Alexander Scott Withers in Chronicles of Border Warfare (1831), and Lyman Draper (quoting from Withers) provide questionable biographical information about Salling that contradicts what Salling himself wrote in his journal. Draper reports that Salling and his family moved to Williamsburg after 1735, where he was employed as a weaver, and that he met Thomas Marlin or Morlin, a trader who had recently visited western Virginia.
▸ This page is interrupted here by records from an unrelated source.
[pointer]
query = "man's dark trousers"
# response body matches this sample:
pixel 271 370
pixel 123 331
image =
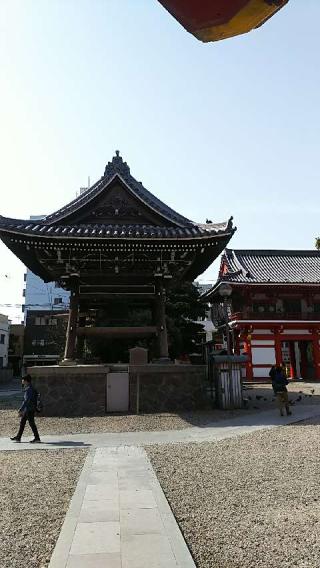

Draper says they traveled across the Blue Ridge Mountains to visit the region of what is now Winchester, Virginia. On his return, Draper says Salling met with John Lewis (father of General Andrew Lewis) and John Mackey, and encouraged them to settle in western Virginia (unlikely, as Lewis had established a homestead in Augusta County several years earlier).

Withers states that, while traveling with Marlin, Salling was captured by Native Americans and spent several years as a captive of either Choctaw or Cherokee Indians in Tennessee. According to Withers, he was then sold to, or captured by, Illinois Indians and adopted into a family at Kaskaskia. Withers says that Salling traveled up and down the Mississippi until he was purchased by a party of Spanish explorers to serve as an interpreter. He eventually made his way to Fort Frontenac in Canada, where he was freed and sent to New York, after which he returned to Virginia, arriving just as his wife was preparing to marry another man. Withers adds that he is "sometimes spoken of as Peter Adam Salling," suggesting that this may be a different person from John Peter Salling.

== Popular culture ==

Salling's travels were the subject of Elizabeth Page's 1946 novel, Wilderness Adventure.